RHAII Preview: Voxtral Realtime

This guide covers running and trying out the Red Hat AI Inference Server to serve Mistral Voxtral-Mini-4B-Realtime-2602 model, powered by vLLM.

You can find the Voxtral Mini model card @ https://huggingface.co/mistralai/Voxtral-Mini-4B-Realtime-2602

From the model card:

Voxtral Mini 4B Realtime 2602 is a multilingual, realtime speech-transcription model and among the first open-source solutions to achieve accuracy comparable to offline systems with a delay of <500ms. It supports 13 languages and outperforms existing open-source baselines across a range of tasks, making it ideal for applications like voice assistants and live subtitling.

Prerequisites

  • NVIDIA GPU with 16GB+ VRAM
  • Podman
  • Python 3.9+ with websockets, librosa, and numpy installed

Download Demo Audio

curl -o CSX_Wikipedia_Detector_demo.wav \
  https://upload.wikimedia.org/wikipedia/commons/5/5a/CSX_Wikipedia_Detector_demo.wav

(It's some sample audio on Wikimedia Commons for a train line's defect detection system)

Download the model

hf download mistralai/Voxtral-Mini-4B-Realtime-2602

Running the vLLM Server

Option 1: Using the RHAII Preview Image

Available @ registry.redhat.io/rhaiis-preview/vllm-cuda-rhel9:voxtral-realtime

Run:

podman run --rm \
    --device nvidia.com/gpu=0 \
    --security-opt=label=disable \
    --shm-size=4g \
    -p 8000:8000 \
    -v ~/.cache/huggingface:/hf:Z \
    -e HF_HUB_OFFLINE=1 \
    -e VLLM_DISABLE_COMPILE_CACHE=1 \
    -e HF_HOME=/hf \
    registry.redhat.io/rhaiis-preview/vllm-cuda-rhel9:voxtral-realtime \
      --model mistralai/Voxtral-Mini-4B-Realtime-2602 \
      --tokenizer-mode mistral \
      --config-format mistral \
      --load-format mistral \
      --trust-remote-code \
      --compilation-config '{"cudagraph_mode":"PIECEWISE"}' \
      --tensor-parallel-size 1 \
      --max-model-len 45000 \
      --max-num-batched-tokens 8192 \
      --max-num-seqs 16 \
      --gpu-memory-utilization 0.90 \
      --host 0.0.0.0 --port 8000

NOTE: You may want to customize the --device used, as well as the mounts for your HuggingFace cache.

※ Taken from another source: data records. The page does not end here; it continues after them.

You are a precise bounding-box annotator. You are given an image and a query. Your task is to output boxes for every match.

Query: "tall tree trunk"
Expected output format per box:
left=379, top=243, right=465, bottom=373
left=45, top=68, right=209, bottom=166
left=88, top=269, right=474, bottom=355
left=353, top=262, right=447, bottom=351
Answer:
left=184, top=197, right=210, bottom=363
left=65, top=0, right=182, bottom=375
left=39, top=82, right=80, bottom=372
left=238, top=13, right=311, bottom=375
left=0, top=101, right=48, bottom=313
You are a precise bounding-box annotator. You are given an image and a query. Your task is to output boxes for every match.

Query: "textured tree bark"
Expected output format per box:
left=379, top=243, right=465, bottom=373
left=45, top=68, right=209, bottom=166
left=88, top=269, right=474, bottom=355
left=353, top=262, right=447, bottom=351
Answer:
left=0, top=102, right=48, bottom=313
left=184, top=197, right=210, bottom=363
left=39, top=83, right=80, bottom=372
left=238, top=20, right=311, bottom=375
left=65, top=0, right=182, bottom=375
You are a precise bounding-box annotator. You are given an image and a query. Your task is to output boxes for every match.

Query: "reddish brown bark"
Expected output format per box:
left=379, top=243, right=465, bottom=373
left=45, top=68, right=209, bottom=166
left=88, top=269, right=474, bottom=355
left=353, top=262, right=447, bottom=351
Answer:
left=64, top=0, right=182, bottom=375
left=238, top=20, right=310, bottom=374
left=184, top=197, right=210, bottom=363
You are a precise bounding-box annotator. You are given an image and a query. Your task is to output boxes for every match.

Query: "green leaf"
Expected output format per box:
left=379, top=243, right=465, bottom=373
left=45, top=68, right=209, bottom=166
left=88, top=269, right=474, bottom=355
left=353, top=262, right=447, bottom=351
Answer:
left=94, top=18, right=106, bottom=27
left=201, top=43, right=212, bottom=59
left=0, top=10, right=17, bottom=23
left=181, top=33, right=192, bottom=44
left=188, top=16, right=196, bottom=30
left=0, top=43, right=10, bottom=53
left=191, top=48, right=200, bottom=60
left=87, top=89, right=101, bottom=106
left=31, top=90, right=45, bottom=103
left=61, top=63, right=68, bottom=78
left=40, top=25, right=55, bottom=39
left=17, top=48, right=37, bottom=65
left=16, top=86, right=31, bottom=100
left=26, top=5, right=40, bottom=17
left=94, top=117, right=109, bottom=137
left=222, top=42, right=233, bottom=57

Tested using an NVIDIA A100.

Important Notes

  • WebSocket Required: Must use /v1/realtime endpoint with audio streaming

Testing with Python Client

Install Dependencies

pip install websockets librosa numpy

Create Test Client

Save this as realtime_test.py:

#!/usr/bin/env python3
"""
Simplified realtime client for testing Voxtral.
"""
import argparse
import asyncio
import base64
import json
import librosa
import numpy as np
import websockets


def audio_to_pcm16_base64(audio_path: str) -> str:
    """Load an audio file and convert it to base64-encoded PCM16 @ 16kHz."""
    audio, _ = librosa.load(audio_path, sr=16000, mono=True)
    pcm16 = (audio * 32767).astype(np.int16)
    return base64.b64encode(pcm16.tobytes()).decode("utf-8")


async def realtime_transcribe(audio_path: str, host: str, port: int, model: str):
    """Connect to the Realtime API and transcribe an audio file."""
    uri = f"ws://{host}:{port}/v1/realtime"
    print(f"Connecting to {uri}...")

    async with websockets.connect(uri) as ws:
        # Wait for session.created
        response = json.loads(await ws.recv())
        if response["type"] == "session.created":
            print(f"Session created: {response['id']}")
        else:
            print(f"Unexpected response: {response}")
            return

        # Validate model
        await ws.send(json.dumps({"type": "session.update", "model": model}))

        # Signal ready to start
        await ws.send(json.dumps({"type": "input_audio_buffer.commit"}))

        # Convert audio file to base64 PCM16
        print(f"Loading audio from: {audio_path}")
        audio_base64 = audio_to_pcm16_base64(audio_path)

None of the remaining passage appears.